Twas the Season of the Country House

Handing you over to Prof. Kate Retford, for a special blog post. Many of you will know Kate as previous head of department and the originator of this blog; she teaches across the programmes in the department, is author of The Conversation Piece (Yale and Paul Mellon Centre, 2017) and many other publications on eighteenth century art, and is currently programme director of the MA History of Art. Over to you, Kate!

For me, the Autumn term 2019 was all about the British country house! Recently, my research has been concentrating on these sites, such a dominant aspect of British ‘national heritage’. The membership of the National Trust has now topped 5 million: 22 million visits were made to their historic house properties in 2017. As I’d begun thinking about my new country house research project, I’d decided it would be a good idea to develop an MA option on the topic, so ‘The Country House Experience’ module ran for the first time in the Autumn term.
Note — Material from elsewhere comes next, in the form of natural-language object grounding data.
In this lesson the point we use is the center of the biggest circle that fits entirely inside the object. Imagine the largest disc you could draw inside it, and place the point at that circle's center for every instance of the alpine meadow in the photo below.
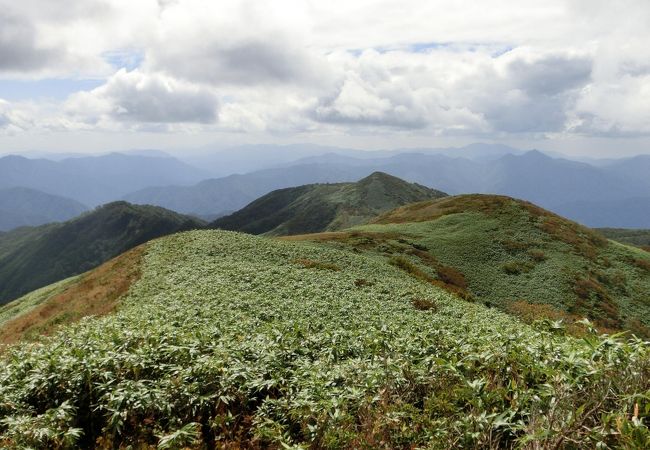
(249, 225)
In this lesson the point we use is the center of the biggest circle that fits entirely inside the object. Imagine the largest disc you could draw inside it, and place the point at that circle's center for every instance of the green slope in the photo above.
(515, 256)
(29, 207)
(34, 257)
(235, 341)
(324, 207)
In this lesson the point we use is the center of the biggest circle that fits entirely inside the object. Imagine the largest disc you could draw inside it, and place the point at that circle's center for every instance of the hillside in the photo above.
(324, 207)
(29, 207)
(620, 213)
(235, 341)
(640, 238)
(512, 255)
(94, 180)
(554, 183)
(34, 257)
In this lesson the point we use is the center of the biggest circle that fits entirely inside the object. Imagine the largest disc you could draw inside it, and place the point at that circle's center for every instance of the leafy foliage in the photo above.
(226, 341)
(34, 257)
A close relationship between research and teaching is always beneficial for everyone concerned, and this course paid great dividends. It got me reading around the subject broadly, and thinking more deeply about certain topics than I had before, and the discussions I had with the group of engaged and informed Masters students who signed up for the course were fascinating. We moved from talking about difficult legacies of slavery in the country house to the recent turning of attention towards servants’ quarters and service wings; we discussed key moments such as the birth of the National Trust Country House scheme in the 1930s, and the Destruction of the Country House exhibition at the V&A in 1974, when visitors were greeted with a tumbling portico and a dramatic soundtrack as part of an emotive plea to halt demolition of properties, and the dispersal of collections.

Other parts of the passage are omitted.